Second, NBC weapons were never the sole justification for war. There was a long laundry list of justifications. The NBC justification may have resonated more than others, and for that reason gotten more political play, but it was never the sole justification. The first time I heard that fiction was from a news commentator a few days after the invasion. My thought at the time was, "That's not right. Someone from the Bush administration needs to get high behind setting that straight ASAP." But they never did. Either (1) they were so convinced that we would find NBC weapons that they didn't see a problem, or (2) they were too stupid to see the problem, or (3) they figured the American people were too stupid to figure out the problem. If there's another explanation I'd like to hear it, but clearly none of those reflects highly on the Bush administration.

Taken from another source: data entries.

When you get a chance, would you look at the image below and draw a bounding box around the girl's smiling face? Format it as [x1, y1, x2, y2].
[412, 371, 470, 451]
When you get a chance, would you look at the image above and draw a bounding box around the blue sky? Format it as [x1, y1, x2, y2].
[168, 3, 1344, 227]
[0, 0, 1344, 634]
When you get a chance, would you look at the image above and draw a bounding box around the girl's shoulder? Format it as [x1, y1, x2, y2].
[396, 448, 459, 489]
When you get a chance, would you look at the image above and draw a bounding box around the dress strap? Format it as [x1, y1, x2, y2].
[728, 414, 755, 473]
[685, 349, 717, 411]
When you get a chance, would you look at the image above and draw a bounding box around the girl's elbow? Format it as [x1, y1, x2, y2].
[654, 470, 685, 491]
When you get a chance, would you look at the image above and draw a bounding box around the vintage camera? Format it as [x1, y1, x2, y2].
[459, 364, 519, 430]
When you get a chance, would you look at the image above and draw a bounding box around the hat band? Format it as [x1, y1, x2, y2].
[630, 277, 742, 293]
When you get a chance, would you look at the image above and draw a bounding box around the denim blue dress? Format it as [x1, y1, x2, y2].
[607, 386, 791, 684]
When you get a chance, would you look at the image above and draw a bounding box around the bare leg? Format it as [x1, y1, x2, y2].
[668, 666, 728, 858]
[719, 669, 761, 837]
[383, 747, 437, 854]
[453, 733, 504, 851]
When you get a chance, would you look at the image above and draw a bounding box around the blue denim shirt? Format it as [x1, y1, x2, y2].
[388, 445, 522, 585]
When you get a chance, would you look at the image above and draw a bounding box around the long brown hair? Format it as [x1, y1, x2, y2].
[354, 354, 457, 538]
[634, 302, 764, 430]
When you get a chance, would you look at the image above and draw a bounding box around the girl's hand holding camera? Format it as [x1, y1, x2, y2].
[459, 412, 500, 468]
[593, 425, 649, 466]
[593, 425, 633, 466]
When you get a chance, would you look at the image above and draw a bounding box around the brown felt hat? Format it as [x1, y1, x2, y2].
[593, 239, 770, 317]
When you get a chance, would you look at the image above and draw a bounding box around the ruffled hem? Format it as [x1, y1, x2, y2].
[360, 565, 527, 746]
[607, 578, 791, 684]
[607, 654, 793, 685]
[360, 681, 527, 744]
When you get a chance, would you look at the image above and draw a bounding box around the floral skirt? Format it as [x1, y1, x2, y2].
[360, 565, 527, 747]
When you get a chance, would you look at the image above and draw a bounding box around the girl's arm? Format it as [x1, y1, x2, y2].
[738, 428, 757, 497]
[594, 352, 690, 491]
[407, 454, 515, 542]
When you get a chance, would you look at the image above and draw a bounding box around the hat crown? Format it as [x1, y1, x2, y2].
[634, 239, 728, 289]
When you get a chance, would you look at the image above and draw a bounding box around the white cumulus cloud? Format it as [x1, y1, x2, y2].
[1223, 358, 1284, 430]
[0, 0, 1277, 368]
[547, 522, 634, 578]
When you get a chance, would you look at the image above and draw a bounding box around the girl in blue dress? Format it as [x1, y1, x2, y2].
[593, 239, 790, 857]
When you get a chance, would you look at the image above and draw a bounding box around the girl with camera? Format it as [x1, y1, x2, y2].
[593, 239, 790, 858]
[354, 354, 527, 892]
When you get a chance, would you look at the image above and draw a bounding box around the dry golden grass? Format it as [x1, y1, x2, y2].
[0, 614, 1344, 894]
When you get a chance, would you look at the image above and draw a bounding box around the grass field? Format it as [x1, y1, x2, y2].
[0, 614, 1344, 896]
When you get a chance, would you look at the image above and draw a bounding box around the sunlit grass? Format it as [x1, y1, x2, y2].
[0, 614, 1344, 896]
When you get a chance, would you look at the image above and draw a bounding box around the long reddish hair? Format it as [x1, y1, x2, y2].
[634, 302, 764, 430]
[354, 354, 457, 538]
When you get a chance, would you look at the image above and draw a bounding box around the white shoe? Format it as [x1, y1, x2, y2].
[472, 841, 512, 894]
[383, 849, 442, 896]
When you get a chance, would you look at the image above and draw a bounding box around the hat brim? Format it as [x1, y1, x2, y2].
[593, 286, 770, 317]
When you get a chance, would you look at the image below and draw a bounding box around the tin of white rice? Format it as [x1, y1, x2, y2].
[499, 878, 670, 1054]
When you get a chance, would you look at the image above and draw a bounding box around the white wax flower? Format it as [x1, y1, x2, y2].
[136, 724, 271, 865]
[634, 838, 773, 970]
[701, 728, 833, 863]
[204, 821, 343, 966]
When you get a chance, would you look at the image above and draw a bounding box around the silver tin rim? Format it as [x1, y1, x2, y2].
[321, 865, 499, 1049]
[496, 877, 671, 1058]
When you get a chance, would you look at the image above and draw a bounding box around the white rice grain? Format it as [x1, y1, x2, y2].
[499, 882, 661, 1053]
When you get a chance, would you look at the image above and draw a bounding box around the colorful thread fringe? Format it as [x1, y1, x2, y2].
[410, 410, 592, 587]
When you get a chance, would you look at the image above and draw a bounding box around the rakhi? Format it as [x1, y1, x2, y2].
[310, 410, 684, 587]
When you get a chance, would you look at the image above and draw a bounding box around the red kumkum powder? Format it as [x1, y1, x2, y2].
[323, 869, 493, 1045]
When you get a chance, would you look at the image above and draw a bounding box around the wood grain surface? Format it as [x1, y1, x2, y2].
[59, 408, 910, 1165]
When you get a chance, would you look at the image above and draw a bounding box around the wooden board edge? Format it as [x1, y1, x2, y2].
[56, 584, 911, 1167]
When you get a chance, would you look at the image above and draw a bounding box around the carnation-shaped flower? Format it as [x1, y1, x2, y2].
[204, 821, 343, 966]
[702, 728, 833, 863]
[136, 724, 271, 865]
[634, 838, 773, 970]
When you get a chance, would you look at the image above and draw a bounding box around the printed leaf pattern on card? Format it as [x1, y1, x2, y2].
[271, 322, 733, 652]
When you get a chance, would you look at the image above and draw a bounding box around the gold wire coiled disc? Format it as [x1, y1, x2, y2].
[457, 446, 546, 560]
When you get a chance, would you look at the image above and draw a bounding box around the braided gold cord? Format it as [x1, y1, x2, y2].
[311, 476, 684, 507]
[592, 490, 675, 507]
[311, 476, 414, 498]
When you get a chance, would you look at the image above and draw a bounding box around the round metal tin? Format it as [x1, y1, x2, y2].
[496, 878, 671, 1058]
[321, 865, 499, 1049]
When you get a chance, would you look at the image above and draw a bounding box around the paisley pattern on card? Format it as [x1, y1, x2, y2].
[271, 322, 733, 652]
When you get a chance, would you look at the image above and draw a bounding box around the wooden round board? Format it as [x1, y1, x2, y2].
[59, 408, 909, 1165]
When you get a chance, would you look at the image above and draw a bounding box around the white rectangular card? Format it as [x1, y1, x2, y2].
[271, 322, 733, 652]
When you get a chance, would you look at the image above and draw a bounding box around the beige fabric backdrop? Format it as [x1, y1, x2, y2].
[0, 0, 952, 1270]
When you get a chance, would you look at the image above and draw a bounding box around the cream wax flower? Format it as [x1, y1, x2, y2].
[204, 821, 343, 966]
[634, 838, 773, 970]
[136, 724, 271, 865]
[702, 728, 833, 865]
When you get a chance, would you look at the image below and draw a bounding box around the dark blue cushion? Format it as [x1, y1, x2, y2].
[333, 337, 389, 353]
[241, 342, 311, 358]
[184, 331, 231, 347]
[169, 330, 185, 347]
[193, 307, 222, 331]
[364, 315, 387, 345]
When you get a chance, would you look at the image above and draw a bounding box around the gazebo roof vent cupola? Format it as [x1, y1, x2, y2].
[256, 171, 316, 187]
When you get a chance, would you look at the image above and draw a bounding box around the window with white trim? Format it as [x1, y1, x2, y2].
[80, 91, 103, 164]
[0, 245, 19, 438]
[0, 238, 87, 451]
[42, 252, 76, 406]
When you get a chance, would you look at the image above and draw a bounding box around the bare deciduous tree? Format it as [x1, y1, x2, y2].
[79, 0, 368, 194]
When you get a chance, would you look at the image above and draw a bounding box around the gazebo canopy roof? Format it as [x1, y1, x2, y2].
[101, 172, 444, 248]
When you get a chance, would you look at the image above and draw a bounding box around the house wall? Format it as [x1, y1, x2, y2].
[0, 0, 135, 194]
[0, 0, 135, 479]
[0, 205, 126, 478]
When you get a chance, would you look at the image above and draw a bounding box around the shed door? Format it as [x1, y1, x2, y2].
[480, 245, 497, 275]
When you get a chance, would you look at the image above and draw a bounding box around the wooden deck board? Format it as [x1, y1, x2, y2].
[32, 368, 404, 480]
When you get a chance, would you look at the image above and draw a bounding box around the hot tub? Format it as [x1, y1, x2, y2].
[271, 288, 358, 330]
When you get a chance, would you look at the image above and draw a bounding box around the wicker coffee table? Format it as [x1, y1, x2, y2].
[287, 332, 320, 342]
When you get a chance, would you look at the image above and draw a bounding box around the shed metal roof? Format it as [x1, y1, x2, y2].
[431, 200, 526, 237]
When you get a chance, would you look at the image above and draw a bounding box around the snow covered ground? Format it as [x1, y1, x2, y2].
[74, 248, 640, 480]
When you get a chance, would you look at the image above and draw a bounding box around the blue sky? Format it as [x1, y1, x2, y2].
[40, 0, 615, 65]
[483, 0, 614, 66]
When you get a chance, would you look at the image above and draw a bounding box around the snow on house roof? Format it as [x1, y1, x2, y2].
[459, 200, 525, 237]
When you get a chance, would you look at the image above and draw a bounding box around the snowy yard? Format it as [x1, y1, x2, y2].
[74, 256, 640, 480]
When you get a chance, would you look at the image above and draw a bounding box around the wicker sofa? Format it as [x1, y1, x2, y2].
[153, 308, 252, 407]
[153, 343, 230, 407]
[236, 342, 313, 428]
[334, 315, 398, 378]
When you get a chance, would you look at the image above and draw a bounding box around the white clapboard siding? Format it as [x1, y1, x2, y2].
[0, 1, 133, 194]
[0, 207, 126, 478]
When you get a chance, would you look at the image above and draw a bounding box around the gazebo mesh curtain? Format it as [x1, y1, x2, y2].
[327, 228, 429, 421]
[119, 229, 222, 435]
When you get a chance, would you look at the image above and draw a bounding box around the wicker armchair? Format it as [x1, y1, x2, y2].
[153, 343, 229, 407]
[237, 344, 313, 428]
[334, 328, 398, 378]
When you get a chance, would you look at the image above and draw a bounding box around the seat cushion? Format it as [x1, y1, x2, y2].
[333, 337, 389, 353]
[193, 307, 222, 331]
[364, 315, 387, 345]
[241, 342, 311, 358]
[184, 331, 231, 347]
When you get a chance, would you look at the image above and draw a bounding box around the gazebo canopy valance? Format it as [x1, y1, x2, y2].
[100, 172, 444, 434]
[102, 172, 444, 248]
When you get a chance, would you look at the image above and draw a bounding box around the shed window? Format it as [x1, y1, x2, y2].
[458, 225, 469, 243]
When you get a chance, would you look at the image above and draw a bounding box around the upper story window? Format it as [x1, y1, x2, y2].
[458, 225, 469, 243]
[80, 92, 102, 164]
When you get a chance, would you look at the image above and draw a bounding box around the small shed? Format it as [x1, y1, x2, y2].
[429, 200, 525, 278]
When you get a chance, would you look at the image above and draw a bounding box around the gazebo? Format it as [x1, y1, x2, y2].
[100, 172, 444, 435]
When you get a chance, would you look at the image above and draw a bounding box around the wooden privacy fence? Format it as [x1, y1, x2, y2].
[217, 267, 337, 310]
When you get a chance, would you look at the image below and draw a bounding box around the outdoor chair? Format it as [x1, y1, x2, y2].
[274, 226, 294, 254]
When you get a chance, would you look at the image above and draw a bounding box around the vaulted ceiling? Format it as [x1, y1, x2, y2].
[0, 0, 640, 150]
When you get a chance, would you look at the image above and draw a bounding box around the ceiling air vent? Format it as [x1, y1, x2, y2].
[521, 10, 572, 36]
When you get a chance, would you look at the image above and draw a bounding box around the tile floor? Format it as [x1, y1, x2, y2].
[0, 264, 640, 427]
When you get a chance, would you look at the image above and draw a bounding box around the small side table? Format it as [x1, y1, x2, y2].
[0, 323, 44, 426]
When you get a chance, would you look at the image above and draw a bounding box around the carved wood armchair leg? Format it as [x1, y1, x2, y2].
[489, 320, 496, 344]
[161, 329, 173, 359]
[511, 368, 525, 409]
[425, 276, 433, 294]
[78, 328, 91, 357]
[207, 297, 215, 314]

Third, I think much of the intelligence we acted on was not our own. I think we were fed a lot by Israel, and this is a big reason why, in the aftermath, we've had a difficult time backing things up with hard intelligence. We never had the hard intel, just the Israeli analysis and interpretations. I think what was building up was something like what is now happening with Iran, with Israel threatening preemptive action to take out whatever they believed Saddam had. I think Bush or somebody in the administration got spooked by the possibilities and jumped the gun before we had finished things in Afghanistan. I think we'd have been better served to wait out things a bit longer and finish up in Afghanistan first. For one thing, we see how slowly the Iran situation is playing out. Iraq may have played out a bit more quickly, given that Saddam had demonstrated the ability durin the previous Gulf War to deliver scuds into Israel. For another thing, I'm not convinced that, even if Israel had acted, it would have been a bad thing. It would have meant that someone other than us was controlling the action, and if there's one thing a neocon can't stand, it's not being in control.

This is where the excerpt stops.